Yeah, that sound is burned into my conscious. That clattering sound high up, with each clatter getting further and further apart as it builds up monumental speed, to finally go whizzing past you like a bullet. Dont do as much now, just low altidude stuff that takes a few hours to climb just to keep fit but chatting to you puts me in mund of heading up into tha alps to find a nice 10,000 footer. My mate cant do it though. He totally mashed his leg up in the pyranees. He couldnt get his axe in in time and pil;ed into some rocks at the bottom of an ice slope pulverising his heel, and the top 4 inches of his lowe leg. Hes lucky he can walk really. Mind you before that he did get to 24,000 in Chilli which is damn impressive.
Morality is indistinguishable from social proscription
fat_boy wrote:
Yeah, that sound is burned into my conscious. That clattering sound high up, with each clatter getting further and further apart ...

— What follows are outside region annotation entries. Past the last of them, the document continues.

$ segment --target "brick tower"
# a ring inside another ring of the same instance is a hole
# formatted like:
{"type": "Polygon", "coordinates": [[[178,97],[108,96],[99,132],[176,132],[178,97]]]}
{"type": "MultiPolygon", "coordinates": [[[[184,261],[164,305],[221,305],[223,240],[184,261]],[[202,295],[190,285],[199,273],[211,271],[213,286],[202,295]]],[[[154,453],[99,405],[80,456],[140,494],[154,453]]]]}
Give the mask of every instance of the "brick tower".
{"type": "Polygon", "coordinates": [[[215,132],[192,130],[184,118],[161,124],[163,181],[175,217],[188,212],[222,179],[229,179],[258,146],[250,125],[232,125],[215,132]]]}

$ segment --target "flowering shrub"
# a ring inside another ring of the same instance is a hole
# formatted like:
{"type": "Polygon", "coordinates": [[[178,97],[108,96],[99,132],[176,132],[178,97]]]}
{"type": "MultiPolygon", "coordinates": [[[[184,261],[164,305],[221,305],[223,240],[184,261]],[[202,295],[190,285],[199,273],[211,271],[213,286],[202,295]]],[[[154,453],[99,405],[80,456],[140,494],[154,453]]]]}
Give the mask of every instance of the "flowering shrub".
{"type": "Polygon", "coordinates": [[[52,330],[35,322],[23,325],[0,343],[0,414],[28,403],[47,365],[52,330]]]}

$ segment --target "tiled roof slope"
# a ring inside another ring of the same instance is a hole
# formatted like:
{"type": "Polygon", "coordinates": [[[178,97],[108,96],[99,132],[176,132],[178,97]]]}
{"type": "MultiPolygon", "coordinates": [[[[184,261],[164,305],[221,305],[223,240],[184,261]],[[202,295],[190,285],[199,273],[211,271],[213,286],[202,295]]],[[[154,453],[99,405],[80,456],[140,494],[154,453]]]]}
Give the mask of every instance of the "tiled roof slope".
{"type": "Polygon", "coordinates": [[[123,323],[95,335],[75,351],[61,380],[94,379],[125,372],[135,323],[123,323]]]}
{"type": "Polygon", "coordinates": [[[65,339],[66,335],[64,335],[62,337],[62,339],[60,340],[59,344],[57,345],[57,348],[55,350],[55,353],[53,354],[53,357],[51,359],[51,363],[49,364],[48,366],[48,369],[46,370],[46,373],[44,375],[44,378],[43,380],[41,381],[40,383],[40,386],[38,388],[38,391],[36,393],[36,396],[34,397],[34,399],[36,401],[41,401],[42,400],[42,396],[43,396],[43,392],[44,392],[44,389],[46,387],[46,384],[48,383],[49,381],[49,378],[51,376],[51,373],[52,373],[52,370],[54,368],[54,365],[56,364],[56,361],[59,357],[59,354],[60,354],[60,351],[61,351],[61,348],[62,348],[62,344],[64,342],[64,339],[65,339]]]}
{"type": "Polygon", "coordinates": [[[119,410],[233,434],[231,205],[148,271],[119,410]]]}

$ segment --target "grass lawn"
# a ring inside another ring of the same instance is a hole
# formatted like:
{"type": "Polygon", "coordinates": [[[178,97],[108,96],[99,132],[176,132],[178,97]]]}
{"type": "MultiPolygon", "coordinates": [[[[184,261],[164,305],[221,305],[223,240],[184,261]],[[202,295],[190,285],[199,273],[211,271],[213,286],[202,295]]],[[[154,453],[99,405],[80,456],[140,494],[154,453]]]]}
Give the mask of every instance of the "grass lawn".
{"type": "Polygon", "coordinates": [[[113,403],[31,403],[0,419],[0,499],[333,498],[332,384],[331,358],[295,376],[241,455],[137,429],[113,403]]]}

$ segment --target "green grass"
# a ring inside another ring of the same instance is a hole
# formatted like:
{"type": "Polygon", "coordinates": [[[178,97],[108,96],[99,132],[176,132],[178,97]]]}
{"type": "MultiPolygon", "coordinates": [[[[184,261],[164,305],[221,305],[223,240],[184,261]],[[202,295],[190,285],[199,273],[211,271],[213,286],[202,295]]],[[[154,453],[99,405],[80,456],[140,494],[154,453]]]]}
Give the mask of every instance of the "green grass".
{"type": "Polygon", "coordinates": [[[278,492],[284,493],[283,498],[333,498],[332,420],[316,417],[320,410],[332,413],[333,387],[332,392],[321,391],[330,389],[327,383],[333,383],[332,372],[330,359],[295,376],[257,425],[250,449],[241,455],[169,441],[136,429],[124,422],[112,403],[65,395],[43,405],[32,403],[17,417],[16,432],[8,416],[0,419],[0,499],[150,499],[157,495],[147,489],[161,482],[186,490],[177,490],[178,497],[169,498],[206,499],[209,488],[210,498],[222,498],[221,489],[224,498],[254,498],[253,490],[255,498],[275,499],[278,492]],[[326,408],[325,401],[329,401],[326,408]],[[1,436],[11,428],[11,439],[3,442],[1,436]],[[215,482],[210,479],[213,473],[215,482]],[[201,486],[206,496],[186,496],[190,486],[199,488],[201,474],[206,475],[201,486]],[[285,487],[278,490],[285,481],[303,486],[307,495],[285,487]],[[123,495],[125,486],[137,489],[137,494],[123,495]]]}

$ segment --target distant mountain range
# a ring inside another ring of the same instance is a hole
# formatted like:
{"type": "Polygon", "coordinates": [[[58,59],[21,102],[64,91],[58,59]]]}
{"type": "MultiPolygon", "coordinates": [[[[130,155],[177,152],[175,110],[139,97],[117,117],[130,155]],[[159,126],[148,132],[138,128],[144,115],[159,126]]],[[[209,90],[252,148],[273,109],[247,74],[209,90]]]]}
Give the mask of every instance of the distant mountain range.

That, or that half-second of the sound of gravel sliding and rocks grinding. Followed by a second or two of silence, followed by another half-second of things moving. Followed by that unforgettable instant where you wonder if that was it, or if the whole mountain is about to fall on your head. :laugh:
fat_boy wrote:
My mate cant do it though. He totally mashed his leg up in the pyranees.
Bummer...
fat_boy wrote:
Mind you before that he did get to 24,000
Awesome.
fat_boy wrote:
puts me in mund of heading up into tha alps to find a nice 10,000 footer.